Promote integrated urban development programmes
The Atlanta Project is a bold attempt to evolve a new type of organization to address the problems of inner city poverty and unemployment. The inner city of Atlanta, Georgia, has been divided into clusters in which members of the local community work closely with the staff of major corporations, voluntary agencies, religious groups and a wide range of government agencies to identify and promote employment opportunities and other poverty-alleviation activities.
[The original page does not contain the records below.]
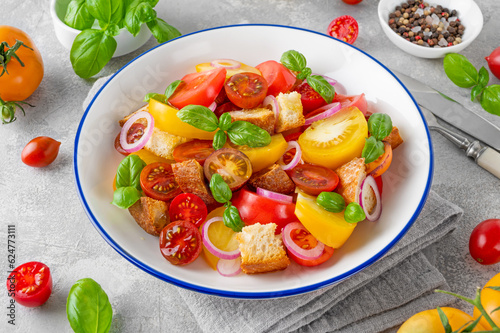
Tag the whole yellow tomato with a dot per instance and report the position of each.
(490, 299)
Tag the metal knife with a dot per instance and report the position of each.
(452, 112)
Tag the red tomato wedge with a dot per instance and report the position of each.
(344, 28)
(278, 77)
(199, 88)
(30, 284)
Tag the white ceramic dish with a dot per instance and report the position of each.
(406, 184)
(468, 12)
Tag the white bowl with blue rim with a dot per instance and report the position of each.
(407, 183)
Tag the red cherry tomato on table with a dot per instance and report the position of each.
(188, 207)
(344, 28)
(484, 242)
(40, 152)
(180, 242)
(30, 284)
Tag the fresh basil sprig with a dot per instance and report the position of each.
(88, 308)
(223, 194)
(93, 48)
(296, 62)
(462, 73)
(128, 184)
(240, 132)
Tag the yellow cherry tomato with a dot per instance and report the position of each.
(490, 299)
(336, 140)
(327, 227)
(262, 157)
(166, 120)
(206, 66)
(428, 321)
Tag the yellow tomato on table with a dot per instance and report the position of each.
(166, 120)
(336, 140)
(329, 228)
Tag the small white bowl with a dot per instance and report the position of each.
(126, 43)
(468, 12)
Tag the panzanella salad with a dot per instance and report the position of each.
(254, 167)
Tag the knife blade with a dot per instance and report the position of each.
(452, 112)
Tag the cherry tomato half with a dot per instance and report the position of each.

Promote organizational innovation
In recent years, large firms have made significant strides in improving their speed, efficiency and flexibility of response to changing market conditions by restructuring operations into independent companies and autonomous profit-centres. Small firms need to develop new types of organizations to help them acquire some of the benefits of larger size. An innovative experiment has been launched by two dozen small precision-manufacturing, defense contractors in the state of Kansas, with the support of the US Defense Department, to combine their technical, organizational and marketing resources for diversification into non-defense production. Initiatives of this type can help strengthen the 12,000 small tool and die-making companies in the United States as well as millions of other small companies in other industries and other countries.

National service organizations
National service programmes can be very successful vehicles for providing training and valuable work experience to youth before they enter the labour market. Service in activities designed to improve education, health and the environment can be of immense benefit to the country, while slowing the pace of new entrants to the workforce. The United States recently established AmeriCorps to strengthen and expand service and educational opportunities by providing educational grants to youth in exchange for community service in the fields of education, environment, human services and public safety. Participants receive a limited wage while serving, plus a post-service educational award for higher education.
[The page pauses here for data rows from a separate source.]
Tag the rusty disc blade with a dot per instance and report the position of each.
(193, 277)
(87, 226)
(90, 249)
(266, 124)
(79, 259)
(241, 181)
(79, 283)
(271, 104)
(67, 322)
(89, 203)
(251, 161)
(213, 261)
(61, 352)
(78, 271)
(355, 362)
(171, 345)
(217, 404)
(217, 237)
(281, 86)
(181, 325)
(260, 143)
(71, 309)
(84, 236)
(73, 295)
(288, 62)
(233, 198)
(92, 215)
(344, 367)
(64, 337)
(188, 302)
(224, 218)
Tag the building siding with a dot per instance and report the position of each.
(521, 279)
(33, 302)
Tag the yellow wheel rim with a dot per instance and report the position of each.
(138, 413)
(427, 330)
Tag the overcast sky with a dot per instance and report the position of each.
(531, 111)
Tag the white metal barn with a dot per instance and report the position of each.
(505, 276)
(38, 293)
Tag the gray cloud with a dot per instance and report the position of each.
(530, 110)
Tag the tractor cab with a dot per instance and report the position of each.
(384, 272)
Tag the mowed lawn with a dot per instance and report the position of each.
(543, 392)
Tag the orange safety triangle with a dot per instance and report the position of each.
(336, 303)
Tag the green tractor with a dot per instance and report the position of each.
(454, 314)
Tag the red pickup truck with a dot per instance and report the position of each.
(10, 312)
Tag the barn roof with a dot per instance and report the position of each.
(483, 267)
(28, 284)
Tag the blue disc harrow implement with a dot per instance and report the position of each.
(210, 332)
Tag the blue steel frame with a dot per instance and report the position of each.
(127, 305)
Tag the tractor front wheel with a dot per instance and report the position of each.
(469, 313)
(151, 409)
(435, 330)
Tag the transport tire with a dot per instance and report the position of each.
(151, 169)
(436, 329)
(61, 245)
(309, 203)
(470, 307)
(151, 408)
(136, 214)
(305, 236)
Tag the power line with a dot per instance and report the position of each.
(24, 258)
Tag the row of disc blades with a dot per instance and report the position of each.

Pay the unemployed to work, rather than not work
The high costs of welfare programmes, the negative incentives they provide to job seekers and the harmful psychological consequences of unemployment can be mitigated by modifying welfare programmes to require that the able-bodied unemployed either train or work in exchange for welfare payments. The type of work given may be varied depending on both the qualifications and the training needs of the individual – for example, as assistants in child education, or care for children and the elderly or environmental protection. If properly administered, these programmes have proved successful in reducing costs, imparting new skills and identifying false welfare claims. Redirect welfare expenses for creating jobs, rather than encouraging idleness, by paying welfare recipients to carry out public service activities in return for welfare payments. This requires the identification of employment-intensive programmes that provide clear benefit to the community without interfering with existing business, such as the US Civilian Conservation Corps that built the US National Parks system in the 1930s. Expanding or upgrading the educational system would be a priority area.
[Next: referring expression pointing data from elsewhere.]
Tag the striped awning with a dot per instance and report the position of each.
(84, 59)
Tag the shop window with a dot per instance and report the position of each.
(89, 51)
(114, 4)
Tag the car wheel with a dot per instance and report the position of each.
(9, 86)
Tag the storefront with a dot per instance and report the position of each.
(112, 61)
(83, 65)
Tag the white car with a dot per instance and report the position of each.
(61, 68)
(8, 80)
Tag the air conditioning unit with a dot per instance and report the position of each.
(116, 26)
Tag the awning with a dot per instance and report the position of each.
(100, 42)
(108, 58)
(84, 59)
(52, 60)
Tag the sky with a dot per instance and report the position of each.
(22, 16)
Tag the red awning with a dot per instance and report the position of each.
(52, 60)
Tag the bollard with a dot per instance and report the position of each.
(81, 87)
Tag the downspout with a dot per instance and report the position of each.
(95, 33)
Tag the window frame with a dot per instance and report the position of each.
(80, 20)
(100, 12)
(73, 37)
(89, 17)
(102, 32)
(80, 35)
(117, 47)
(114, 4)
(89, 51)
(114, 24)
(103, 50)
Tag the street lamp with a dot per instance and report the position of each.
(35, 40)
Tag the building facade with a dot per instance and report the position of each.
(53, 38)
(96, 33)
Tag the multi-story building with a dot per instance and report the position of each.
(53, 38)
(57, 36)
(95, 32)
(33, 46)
Make income distribution more equitable
The number of jobs available is directly related to patterns of income distribution. In Japan and other dynamic Asian economies, the ratio between the bottom and top pay is as much as 5 or 10 times lower than in the United States. A highly skewed income distribution results in lower levels of overall demand, growth and job creation. Lopsided income distribution fuels speculative investment, more and more of which goes overseas. The average wages for production workers in the United States are the lowest they have been since 1967, with 18 per cent of full-time workers not earning enough to keep a family of four out of poverty, up from 12 per cent in 1979. Income redistribution in the industrialized countries requires structural adjustments similar to those which the West has advocated for developing countries. A ‘maximum wage’ law can be introduced, requiring firms to pay taxes on exorbitant executive compensation.